University of Manchester PGRE


PostGraduate Research Engineer


October 2017 – Present

Description of role

I work within the IKnowFood research project, a £3.4 m project aimed at investigating the nature of resilience and how it can be promoted in three components of the food system:

  1. on farm,
  2. in the supply chain,
  3. among consumers.

Specifically, I work with farmers and scientists in a technology development framework so that farmers’ existing knowledge of farm resilience, embedded in their understanding of their soils, seeds and breeds, can be supported and expanded through the application of novel, state of the art technologies.

My responsibilities focus on communicating information from both ends of the technical spectrum to farmers and researchers to ensure that the technological developments are focused and answer the most pressing questions needed to create beneficial technology. I also facilitate a number of parallel research projects required to answer the diverse problems brought up by the farmers in addition to these project’s management and reporting.

Technological outputs

Four technologies have been developed from these discussions and projects:

  • Farmer lone working app
  • Farmer database app
  • Blood sampling schematic
  • Leaf mimic

The farmer lone working app is an Android application that notifies key personnel if a farmer comes to harm when working alone. Currently available lone working solutions required GPS to identify where an injured individual was. These systems didn’t work when inside a metal barn/shed which is a high-risk area for farmers. Our application identifies which barn a farmer is in and if the farmer is insured, automatically alerts others to help, reducing risk when working alone.

The farmer database is an Android, IOS, Windows and Apple application that allows for the straightforward collection of in-field data. It is designed to collect ad-hoc data that is not well suited for other systems and to make it easily available for when it is needed most. This allows for multi-year trends to be observed with animals and reduces the duplication of data entry.
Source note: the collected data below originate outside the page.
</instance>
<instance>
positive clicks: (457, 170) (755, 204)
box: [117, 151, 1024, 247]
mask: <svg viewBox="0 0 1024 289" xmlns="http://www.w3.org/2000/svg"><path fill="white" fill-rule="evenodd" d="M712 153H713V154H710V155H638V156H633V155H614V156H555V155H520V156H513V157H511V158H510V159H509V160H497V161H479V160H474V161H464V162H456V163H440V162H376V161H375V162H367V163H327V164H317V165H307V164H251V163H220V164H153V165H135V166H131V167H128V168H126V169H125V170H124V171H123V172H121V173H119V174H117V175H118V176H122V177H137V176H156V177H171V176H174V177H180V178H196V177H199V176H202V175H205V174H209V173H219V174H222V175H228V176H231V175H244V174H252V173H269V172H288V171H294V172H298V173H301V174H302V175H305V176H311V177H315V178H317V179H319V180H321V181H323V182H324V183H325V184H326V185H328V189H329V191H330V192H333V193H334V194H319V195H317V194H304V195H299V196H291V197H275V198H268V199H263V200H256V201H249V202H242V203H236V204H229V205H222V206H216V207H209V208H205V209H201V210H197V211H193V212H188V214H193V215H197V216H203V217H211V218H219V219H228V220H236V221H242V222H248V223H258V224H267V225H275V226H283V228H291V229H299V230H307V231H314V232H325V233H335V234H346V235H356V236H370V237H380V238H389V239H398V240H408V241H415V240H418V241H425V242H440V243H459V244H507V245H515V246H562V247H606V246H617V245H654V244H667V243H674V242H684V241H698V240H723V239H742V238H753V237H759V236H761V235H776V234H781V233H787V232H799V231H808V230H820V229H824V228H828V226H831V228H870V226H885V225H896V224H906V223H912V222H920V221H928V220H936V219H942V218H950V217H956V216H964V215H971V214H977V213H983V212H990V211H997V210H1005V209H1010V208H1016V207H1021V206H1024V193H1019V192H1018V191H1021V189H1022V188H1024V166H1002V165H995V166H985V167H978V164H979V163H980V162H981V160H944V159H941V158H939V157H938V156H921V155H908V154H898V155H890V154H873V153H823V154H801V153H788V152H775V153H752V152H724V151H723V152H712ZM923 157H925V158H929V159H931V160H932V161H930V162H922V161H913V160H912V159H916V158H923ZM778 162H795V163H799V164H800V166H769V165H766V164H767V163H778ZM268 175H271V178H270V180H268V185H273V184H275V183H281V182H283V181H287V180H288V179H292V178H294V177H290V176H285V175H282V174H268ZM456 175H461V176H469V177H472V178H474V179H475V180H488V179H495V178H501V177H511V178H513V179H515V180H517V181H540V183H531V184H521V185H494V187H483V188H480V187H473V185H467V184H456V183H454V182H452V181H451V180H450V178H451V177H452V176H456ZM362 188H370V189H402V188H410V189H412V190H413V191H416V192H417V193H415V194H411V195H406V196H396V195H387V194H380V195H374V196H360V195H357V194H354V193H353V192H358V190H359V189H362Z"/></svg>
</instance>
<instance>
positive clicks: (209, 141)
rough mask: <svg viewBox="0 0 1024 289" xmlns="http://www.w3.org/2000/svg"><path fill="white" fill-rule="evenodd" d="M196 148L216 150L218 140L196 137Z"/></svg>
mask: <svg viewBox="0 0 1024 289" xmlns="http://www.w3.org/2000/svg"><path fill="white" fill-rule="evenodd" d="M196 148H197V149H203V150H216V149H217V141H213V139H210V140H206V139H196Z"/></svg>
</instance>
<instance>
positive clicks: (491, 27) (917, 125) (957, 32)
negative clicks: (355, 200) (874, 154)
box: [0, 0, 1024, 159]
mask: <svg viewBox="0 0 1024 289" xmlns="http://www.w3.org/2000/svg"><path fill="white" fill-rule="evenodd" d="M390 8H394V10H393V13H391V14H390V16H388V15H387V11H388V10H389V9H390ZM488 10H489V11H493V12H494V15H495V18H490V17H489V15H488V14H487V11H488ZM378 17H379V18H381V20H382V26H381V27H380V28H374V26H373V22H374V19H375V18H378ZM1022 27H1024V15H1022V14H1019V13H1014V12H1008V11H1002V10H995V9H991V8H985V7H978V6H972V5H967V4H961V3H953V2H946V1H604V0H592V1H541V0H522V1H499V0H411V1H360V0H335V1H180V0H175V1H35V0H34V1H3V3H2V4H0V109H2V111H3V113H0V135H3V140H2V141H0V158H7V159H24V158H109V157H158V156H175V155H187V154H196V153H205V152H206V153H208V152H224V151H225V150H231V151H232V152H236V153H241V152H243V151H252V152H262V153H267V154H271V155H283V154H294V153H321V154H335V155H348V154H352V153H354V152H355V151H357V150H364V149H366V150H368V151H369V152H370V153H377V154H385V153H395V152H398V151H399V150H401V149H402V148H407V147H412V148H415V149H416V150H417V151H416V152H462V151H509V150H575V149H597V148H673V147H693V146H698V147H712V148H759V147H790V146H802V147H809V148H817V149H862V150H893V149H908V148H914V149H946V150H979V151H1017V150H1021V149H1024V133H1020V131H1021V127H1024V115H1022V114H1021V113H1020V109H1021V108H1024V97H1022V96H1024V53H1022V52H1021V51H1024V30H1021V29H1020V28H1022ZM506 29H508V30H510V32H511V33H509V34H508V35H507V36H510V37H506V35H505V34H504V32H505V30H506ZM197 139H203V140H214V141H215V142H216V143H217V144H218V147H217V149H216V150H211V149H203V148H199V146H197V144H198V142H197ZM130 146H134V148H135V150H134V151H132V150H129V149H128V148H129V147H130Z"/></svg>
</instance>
The blood sampling schematic is the design of a tool that can sample animal blood, easily, under real-world conditions. The technique is far less invasive than the canular technique used by vets for the detection of many diseases and can be conducted by farmers. This design will give researchers an endpoint to aim for when developing new technologies. Having such an endpoint will greatly increase the likelihood of new technologies reaching farms and making real impacts.

The leaf mimic allows for the detection of fungal spores that cause crop damage. Advanced notification of such outbreaks can decrease the levels of fungicides required in addition to increasing crop yields.